„Kabel auf dem Boden liegen, von Menschen darauf spazieren gehen, grausam behandelt werden.“

Wer das in einer Anleitung liest, weiß, die Anleitung taugt nichts. Auch das Vertrauen in das möglicherweise gute Produkt ist nun eventuell angeschlagen.

„Wenn der Kopfbereich gefüllt ist, wird durch die Felder gesprungen.“

Eine sicherlich lustige Stilblüte aus einer Software-Beschreibung zu einem zweigeteilten Eingabefenster, leider unpassend in Anleitungen.

Mittlerweile sehr beliebt sind Videos über Unboxing (ein Produkt wird der Verpackung entnommen und vorgestellt). Das verdeutlicht, das Produkt-Design beginnt also bereits bei dem unwichtigen Beiwerk, der Verpackung.

Die Anleitung aber ist kein Beiwerk – wie die Verpackung – sondern Teil des Produktes.
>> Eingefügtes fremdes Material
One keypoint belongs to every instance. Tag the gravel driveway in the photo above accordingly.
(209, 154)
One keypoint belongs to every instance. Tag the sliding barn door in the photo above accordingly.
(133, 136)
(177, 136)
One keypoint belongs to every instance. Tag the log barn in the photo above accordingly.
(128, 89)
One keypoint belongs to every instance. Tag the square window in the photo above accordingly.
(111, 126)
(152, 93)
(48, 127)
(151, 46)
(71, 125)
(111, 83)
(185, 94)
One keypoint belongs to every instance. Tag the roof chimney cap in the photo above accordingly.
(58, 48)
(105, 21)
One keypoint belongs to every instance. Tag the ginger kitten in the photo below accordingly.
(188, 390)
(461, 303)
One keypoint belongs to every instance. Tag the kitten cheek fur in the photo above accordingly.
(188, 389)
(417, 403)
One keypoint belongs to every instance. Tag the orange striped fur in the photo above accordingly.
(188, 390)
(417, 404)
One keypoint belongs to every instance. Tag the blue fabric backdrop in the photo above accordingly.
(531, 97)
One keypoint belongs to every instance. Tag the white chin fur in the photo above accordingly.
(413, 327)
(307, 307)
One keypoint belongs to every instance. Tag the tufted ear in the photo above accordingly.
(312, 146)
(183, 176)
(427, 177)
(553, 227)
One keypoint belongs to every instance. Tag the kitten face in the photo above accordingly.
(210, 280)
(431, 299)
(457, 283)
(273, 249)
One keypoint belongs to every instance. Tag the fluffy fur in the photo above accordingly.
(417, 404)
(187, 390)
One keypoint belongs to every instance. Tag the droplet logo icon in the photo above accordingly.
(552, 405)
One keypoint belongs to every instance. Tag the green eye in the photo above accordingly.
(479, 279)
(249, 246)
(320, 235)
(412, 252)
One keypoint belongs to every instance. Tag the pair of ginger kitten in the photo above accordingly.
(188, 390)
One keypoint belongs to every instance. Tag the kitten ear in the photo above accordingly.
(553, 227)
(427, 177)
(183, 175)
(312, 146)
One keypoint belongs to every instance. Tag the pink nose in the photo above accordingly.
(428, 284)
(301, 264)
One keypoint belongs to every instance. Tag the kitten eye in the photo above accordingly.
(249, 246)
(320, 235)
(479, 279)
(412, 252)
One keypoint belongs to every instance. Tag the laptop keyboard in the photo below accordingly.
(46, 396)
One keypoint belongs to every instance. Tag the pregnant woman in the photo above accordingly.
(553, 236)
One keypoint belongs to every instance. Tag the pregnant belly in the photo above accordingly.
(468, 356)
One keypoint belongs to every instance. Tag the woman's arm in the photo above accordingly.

Das Layout und die Gestaltung sind wichtig, aber besonders wichtig ist die gewählte Sprache.

Hier zählt nicht nur der erste Eindruck.

Der Sinn einer Anleitung

Der Leser einer Anwenderdokumentation erwartet, dass er mit ihrer Hilfe das Produkt verwenden kann:

  • ohne fremde Hilfe,
  • in kurzer Zeit,
  • fehlerfrei,
  • in allen zugesicherten Funktionen und
  • (nach Einarbeitung) jederzeit.

Da die Sprache das Werkzeug ist, mit dem diese Ziele erreicht werden, muss dieses Werkzeug passend und zielführend genutzt werden.

Sprache in Anleitungen

Prämisse für den Satzbau (und der Wortwahl) in Anleitungen ist immer die gute und eindeutige Verständlichkeit für die ermittelte Zielgruppe. Passend zu dieser Zielgruppe muss der Autor dann die Sprachgestaltung auswählen.

Anleitungen sollten aber grundsätzlich immer verständlich sein. Als Hilfsmittel gibt es wissenschaftlich belegte theoretische Modelle zur Gestaltung verständlicher Anleitungen. Ein Autor von Anleitungen sollte sich mit diesen Modellen beschäftigen und beim Schreiben beachten.

Wortwahl, Satzbau und Grammatik

Für den Alltag in der Technischen Redaktion reichen aber oft schon ein paar simple Grundregeln zur Erstellung verständlicher Sätze.

Einige Beispiele praktischer Benimmregeln für Autoren von Anleitungen sind:

  • Nenne die zu beschreibenden Dinge beim Namen und benenne sie immer gleich.
  • Bilde Sätze mit maximal 20 Wörtern.
  • Bilde maximal dreigliedrige Sätze aus drei nebengeordneten Hauptsätzen (Parataxe) oder aus einem Hauptsatz und zwei untergeordneten Nebensätzen (Hypotaxe).
  • Bilde vollständige Sätze.
  • Achte sorgfältig auf die Satzaussage und die Satzlogik.
  • Vermeide Satzklammern, bilde also Sätze in denen die Hilfsverben (sein, werden, haben) und Modalverben (können, dürfen, müssen, sollen) nicht weit vom Vollverb entfernt stehen und bilde Sätze in denen die Teile zusammengesetzter Verben (beispielsweise „zeigt an“) im Satz nicht zu weit auseinander stehen.
  • Bilde Aktivsätze, diese klingen weniger umständlich, sind einfacher aufgebaut und das handelnde Subjekt ist klar, zum Beispiel:
    Passivsatz:
    „Nach erfolgreich beendetem Test wird die Software-Einstellung aktiviert.“
    (unklarer Satz – muss der Nutzer handeln?)
    Aktivsatz:
    „Die Software aktiviert die Einstellung nach erfolgreich beendetem Test.“ (klarer Satz)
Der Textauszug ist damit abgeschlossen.